By Sarah N. Lynch and Douwe Miedema
WASHINGTON, Nov 16 (Reuters) - Banks and other large market players that use certain derivatives to protect against currency fluctuations will be spared from the most costly new rules required by the 2010 Dodd-Frank Act, the U.S. Treasury Department said late Friday.
Foreign exchange swaps and forwards, common types of contracts found in the $640 trillion over-the-counter marketplace, will not be forced onto regulated trading platforms or clearinghouses, which stand between parties to guarantee trades.
They still will face some Dodd-Frank rules, such as data reporting and business conduct standards.
The Treasury’s decision will be a welcome announcement for large banks, which heavily lobbied for an exemption. The Treasury justified its decision by noting that the market is “markedly different” and already has an infrastructure in place to reduce risks.
Although Treasury in April 2011 had signaled its support for such an exemption, its delay in releasing a final decision had left banks anxious because a key date - Oct. 12 - started the countdown for banks to begin complying with some of the Commodity Futures Trading Commission’s new rules for over-the-counter derivatives.
Banks have until the end of the year to calculate their swaps transactions.

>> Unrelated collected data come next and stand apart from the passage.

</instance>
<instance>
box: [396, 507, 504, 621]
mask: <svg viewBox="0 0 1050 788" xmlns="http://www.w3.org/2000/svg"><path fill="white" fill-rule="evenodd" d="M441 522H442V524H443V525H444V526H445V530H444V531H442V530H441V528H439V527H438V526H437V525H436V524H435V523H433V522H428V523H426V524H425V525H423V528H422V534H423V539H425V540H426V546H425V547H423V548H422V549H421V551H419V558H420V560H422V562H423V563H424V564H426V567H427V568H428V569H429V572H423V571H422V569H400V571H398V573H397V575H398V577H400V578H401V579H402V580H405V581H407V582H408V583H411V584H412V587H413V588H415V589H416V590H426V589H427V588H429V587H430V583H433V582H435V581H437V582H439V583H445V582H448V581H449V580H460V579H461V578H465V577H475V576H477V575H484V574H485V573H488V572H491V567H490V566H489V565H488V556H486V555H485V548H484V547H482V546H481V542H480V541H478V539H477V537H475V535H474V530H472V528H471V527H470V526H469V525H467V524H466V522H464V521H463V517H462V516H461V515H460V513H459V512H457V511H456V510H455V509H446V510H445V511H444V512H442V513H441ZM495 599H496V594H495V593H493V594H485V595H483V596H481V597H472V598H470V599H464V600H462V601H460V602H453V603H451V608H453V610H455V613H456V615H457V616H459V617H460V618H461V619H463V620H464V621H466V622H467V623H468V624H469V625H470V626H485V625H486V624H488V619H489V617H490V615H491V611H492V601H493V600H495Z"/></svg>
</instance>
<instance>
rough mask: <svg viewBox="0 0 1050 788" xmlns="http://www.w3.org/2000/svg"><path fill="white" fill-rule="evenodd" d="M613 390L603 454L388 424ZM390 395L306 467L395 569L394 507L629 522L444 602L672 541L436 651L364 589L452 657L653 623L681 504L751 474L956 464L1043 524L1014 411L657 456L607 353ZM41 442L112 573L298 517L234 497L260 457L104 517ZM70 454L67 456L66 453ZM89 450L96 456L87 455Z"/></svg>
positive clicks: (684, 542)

If the annual volume exceeds $8 billion, they will need to register with the CFTC as swap dealers.
By exempting certain foreign exchange products, it may help prevent some companies from hitting the threshold and having to register.
CFTC Chairman Gary Gensler has previously pushed for Treasury to regulate all forex swaps, saying an exemption could be exploited to evade new rules.
A CFTC spokesman declined to comment on the Treasury’s decision on Friday.
Nevertheless, the Treasury did not give an all-out victory to the banks.
The department said on Friday that some products - forex options, currency swaps and non-deliverable forwards - are not covered by the exemption.
These products, the Treasury said, “will be subject to mandatory clearing and exchange-trading requirements.”
U.S. derivatives rules are being viewed skeptically by some banks in Asia and Europe.
Some of those mid-sized banks have told their brokers to stop doing trades with U.S. firms, in the hope of avoiding the burden of becoming a U.S.-regulated dealer.
Nordea, a Nordic bank, and DBS Group Holdings , southeast Asia’s largest bank by assets, have already said they do not want to become U.S. regulated dealers.
Bank of America, Citigroup, Goldman Sachs , JP Morgan and Morgan Stanley alone handle more than a third of swaps trading, according to data provided by the International Swaps and Derivatives Association.